Alaskan Wolf Won’t Get Protection Under the Endangered Species Act


The wolf’s protection versus protection of the timber industry


Alaskan wolf won’t get protection under the Endangered Species Act even if only 89 individuals remained on the Prince of Wales Island.

The USFWS (United States Fish and Wildlife Service) has recently announced that the Alaskan Alexander Archipelago wolf won’t gain protection under the federal law despite the fact that in their Species Status Assessment from last November the service made it very clear that the population declined by 75 percent from 356 individuals in 1994 to 89 individuals in 2014.

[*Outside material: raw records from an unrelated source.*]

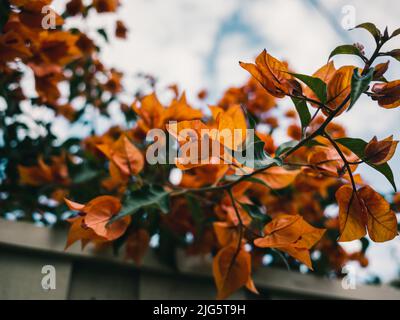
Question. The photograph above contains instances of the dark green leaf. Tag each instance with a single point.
(285, 147)
(302, 110)
(357, 146)
(359, 84)
(255, 212)
(372, 29)
(148, 196)
(196, 212)
(315, 84)
(346, 49)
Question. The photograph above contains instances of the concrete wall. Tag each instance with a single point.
(25, 249)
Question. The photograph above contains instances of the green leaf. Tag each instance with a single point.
(146, 197)
(315, 84)
(395, 33)
(285, 147)
(346, 49)
(261, 158)
(394, 54)
(85, 174)
(257, 180)
(372, 29)
(357, 146)
(302, 110)
(255, 212)
(103, 33)
(359, 84)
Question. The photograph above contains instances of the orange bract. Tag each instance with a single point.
(232, 270)
(365, 209)
(338, 85)
(273, 75)
(93, 223)
(123, 155)
(291, 234)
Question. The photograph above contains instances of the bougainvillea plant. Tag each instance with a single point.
(231, 211)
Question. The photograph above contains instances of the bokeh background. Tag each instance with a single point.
(197, 44)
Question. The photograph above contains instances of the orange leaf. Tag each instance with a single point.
(125, 155)
(97, 214)
(365, 209)
(278, 177)
(231, 271)
(137, 245)
(291, 234)
(387, 94)
(272, 74)
(379, 152)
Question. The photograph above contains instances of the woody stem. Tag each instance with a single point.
(346, 163)
(240, 228)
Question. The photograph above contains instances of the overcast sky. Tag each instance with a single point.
(198, 43)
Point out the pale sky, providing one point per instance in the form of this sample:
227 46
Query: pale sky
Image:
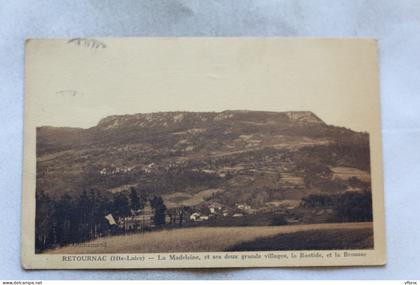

More than that, the USFWS has identified a number of stresses that might have consequences on the specie’s decline but they claim that most of these factors are affecting the wolf population indirectly rather than directly.

The stress factors include road development, events related to the climate and climate change, timber harvest but also wolf hunting. These factors are interconnected since, for example the development of roads gives hunters better access to the wolves and the timbering is declining the number of deer which are the wolves’ primary source of food.

However, hunting is a factor which affects the wolf populations in the most direct way possible and which could be easily stopped if the species would gain protection under the federal law.

But the USFWS said on Tuesday that the Alexander Archipelago wolves living on Prince of Wales Island does not represent a unique ecological setting and the species’ genetic characteristics do not differ from other wolf populations.

Wildlife advocates are absolutely outraged by USFWS’s decision saying that it is knowingly giving up on the Alaskan wolves.

A Forest Campaigner at Greenpeace, Larry Edwards told Alaska Public Media that the USFWS has overlooked some very important facts in taking the odd decision.

According to USFWS’s estimations there are between 850 and 2,700 living individuals of Alexander Archipelago wolves of which about 62 percent living in British Columbia and 38 percent in southeastern Alaska.

These estimations have sparkled another debate making advocates say that the USFWS’s over-estimations of the wolf populations show their lack of knowledge in the domain.

However the decision has political implications as well, as if the Alaskan wolf would have been granted protection under the Endangered Species Act the Tongass National Forest’s timber sales would have been forbidden.

Alaska Senator Lisa Murkowski claims that the environmental groups were using the wolf to stop the last standing timber industry in Southeast Alaska.